The gaps aren’t in the obvious places. They’re one layer deeper — the option nobody added, the projection nobody specified, the comparison function nobody swapped out. And if 63% of AI-generated functions ship a vulnerability, the uncomfortable implication is that code review — human code review, conducted by people who are presumably security-conscious enough to be reviewing auth middleware — isn’t reliably catching these either.
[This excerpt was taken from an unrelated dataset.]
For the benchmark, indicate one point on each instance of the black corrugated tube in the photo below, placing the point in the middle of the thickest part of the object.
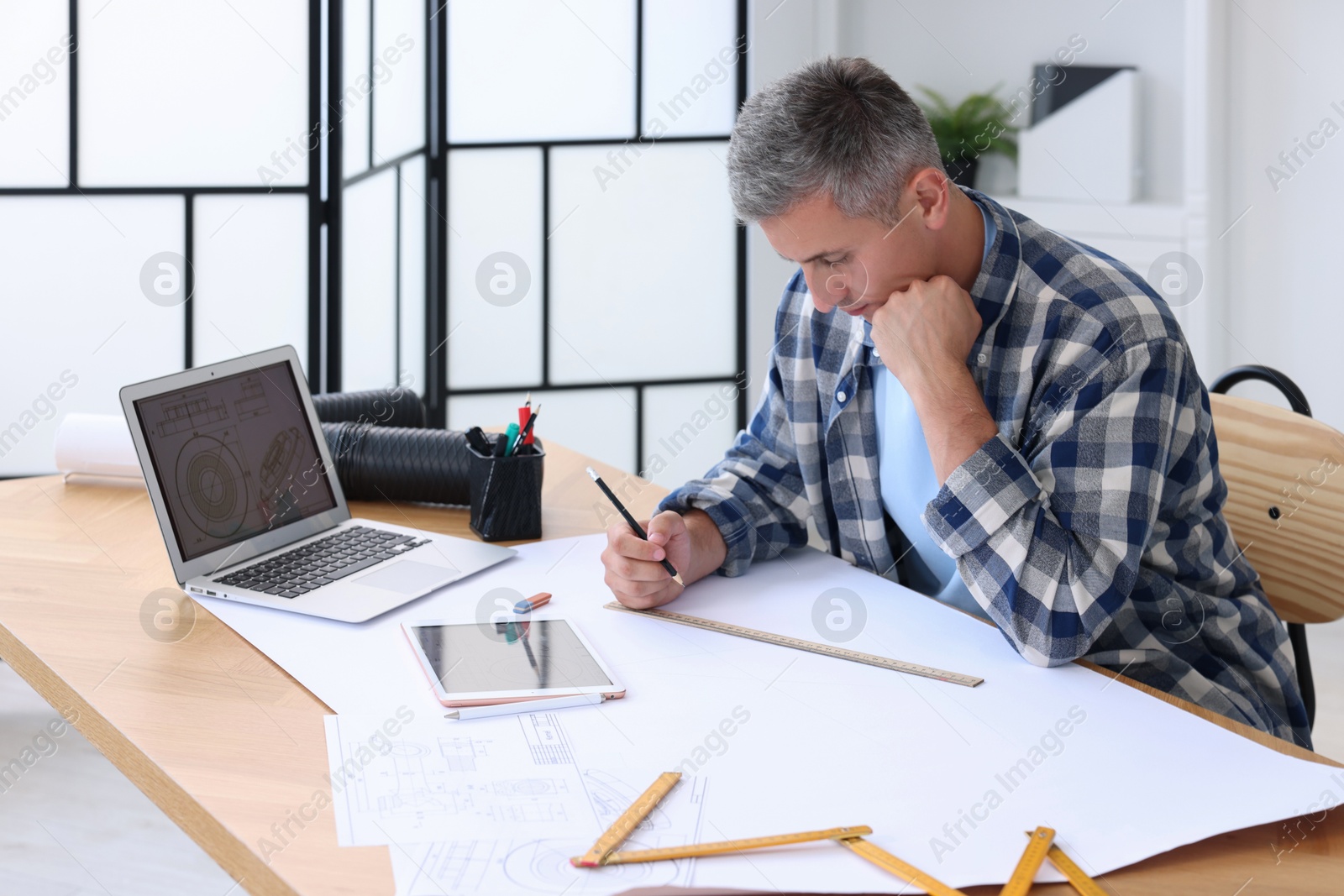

That shifts the framing considerably. The question isn’t really “which AI writes more secure code?” It’s “what static analysis tooling should be mandatory in any pipeline that ships AI-generated code?” Addressing AI code security at the tooling level — through ESLint plugins, Semgrep, Snyk, or Sonar with security rulesets tuned to your stack — is far more reliable than eyeball review alone. Peretz’s ESLint plugins are one answer, built specifically around the failure modes he’s documented. The point is that relying on eyeball review — whether the code came from a human or a model — is clearly not sufficient.
The Claude-versus-Gemini leaderboard will keep getting clicks, and vendors will keep publishing benchmarks that flatter their own models. But the more durable story here is that the AI code security gap between frontier models is narrowing fast, while the gap between what those models produce and what’s genuinely hardened remains stubbornly wide. Closing that gap is an infrastructure problem — tooling, linting rules, mandatory review gates — not a model selection problem. The sooner engineering teams treat it that way, the better.